Cooked gyro meat can be refrigerated in airtight containers for 3 to 4 days or frozen for up to 2 months. For reheating, thaw overnight in the refrigerator and warm slices gently in a skillet or the oven to maintain texture. Microwaving is not recommended as it may toughen the meat.
Ingredients
GROUND LAMB GYRO MEAT
- 1 lb. lamb lower the fat content the better, ground
- ½ red onion chopped, large
- 2 Tbsp garlic minced
- 2 tsp marjoram
- 2 tsp rosemary
- 2 tsp oregano
- 2 tsp salt
- 2 tsp black pepper
SANDWICH
- 7 pita bread
- 7 lettuce leaves
- 7 tomato slices
- 4 onion slices
Instructions
- Place the red onion in a food processor and process until finely chopped.

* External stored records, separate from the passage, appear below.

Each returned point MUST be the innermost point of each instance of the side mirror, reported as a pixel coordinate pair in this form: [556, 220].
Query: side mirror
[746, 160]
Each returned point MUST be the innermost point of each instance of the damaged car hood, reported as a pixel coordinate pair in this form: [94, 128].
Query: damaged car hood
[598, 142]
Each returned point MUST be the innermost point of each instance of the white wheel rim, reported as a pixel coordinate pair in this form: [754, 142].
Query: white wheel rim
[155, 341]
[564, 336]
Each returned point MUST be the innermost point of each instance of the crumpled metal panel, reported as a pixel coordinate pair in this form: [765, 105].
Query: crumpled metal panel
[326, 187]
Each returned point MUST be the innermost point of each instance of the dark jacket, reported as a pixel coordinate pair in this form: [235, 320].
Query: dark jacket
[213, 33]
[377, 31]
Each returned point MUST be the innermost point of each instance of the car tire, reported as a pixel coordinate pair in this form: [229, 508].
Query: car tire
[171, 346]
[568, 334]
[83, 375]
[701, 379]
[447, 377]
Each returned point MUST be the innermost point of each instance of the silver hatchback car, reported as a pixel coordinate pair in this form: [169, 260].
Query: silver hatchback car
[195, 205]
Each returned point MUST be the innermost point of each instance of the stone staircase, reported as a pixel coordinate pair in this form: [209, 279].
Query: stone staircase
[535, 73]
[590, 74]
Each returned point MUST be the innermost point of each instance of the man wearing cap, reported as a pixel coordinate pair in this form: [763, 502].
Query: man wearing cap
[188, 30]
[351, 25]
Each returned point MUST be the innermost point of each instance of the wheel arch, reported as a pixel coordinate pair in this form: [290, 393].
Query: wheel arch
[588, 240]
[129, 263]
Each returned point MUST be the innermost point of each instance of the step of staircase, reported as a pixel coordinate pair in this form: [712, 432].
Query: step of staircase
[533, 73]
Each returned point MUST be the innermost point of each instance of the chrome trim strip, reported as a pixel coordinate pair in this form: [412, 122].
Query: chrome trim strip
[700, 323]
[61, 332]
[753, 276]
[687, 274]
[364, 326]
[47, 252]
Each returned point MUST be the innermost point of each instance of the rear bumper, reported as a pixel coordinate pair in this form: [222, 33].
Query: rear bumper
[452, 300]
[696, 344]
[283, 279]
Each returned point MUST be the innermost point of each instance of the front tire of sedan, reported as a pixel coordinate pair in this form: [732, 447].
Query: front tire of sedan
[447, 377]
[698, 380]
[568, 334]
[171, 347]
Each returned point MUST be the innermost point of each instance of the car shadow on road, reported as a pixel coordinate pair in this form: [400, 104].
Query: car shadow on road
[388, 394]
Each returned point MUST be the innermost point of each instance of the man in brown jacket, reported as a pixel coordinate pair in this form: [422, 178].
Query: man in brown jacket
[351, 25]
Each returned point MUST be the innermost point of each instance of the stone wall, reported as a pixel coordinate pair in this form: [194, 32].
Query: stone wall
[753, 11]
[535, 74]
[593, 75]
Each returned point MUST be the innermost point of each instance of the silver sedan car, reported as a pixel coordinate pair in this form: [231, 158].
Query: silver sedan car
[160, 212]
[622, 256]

- Remove the onion from the food processor and place it in a tea towel, squeezing to remove all the juices.
- Return the onion to the food processor with the remaining ingredients.

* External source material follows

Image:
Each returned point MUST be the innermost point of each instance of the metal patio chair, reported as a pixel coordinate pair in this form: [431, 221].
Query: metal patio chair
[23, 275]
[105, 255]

- Pulse for approximately 1 minute until you get a paste-like consistency. TIP: The gyro lamb mixture will form together in the food processor, similar to a ball of dough.
- Place the mixture in a glass baking dish. Flatten and smooth the meat into a nice meatloaf shape.

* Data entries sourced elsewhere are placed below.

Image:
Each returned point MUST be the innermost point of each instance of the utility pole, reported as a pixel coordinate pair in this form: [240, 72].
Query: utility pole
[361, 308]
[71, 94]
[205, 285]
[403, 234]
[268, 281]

- Place in a water bath and cook at 325°F (163°C) for 60-75 minutes, or until you reach an internal temperature of 165°F-170°F (74°C-77°C).
- Once removed from the oven, drain the fat.
- Allow it to cool for 5-10 minutes, and place it on a wire rack (I also put a pan under the oven rack to catch any drippings). Place a heavy object on top to compress the gyro meat. I used a cast-iron skillet with 3 cans inside for additional weight.
- Remove the weight and let rest for 30 minutes.
- Slice the meat into desired-sized slices.
- Place meat slices on a baking sheet and broil for 3-5 minutes until crispy, so the texture is like it came off your rotisserie grill!
- Serve in pita bread with lettuce, sliced tomato, and thinly sliced onion. Don't forget to add our highly-rated Authentic Greek Tzatziki sauce. You can also garnish your gyro with crumbled feta cheese and diced cucumbers.
Notes
- After cooking, compress the lamb meat loaf with weight for 5-10 minutes to achieve firmness for slicing.
- Store cooked gyro meat in an airtight container refrigerated up to 3-4 days.
- Freeze sliced gyro meat in freezer-safe packaging for up to 2 months.
- Reheat thawed meat gently in a skillet or oven; avoid microwave reheating to preserve texture.
Nutrition Information
Show DetailsNutrition Facts
Serving: 7servings
Amount Per Serving
Calories 362 kcal
% Daily Value*
| Serving | 1serving | |
| Calories | 362kcal | 18% |
| Carbohydrates | 37g | 12% |
| Protein | 17g | 34% |
| Fat | 16g | 25% |
| Saturated Fat | 7g | 35% |
| Polyunsaturated Fat | 2g | 12% |
| Monounsaturated Fat | 6g | 30% |
| Cholesterol | 47mg | 16% |
| Sodium | 1013mg | 42% |
| Potassium | 385mg | 8% |
| Fiber | 3g | 12% |
| Sugar | 2g | 4% |
| Vitamin A | 2030IU | 41% |
| Vitamin C | 11mg | 12% |
| Calcium | 93mg | 9% |
| Iron | 2mg | 11% |
* Percent Daily Values are based on a 2,000 calorie diet.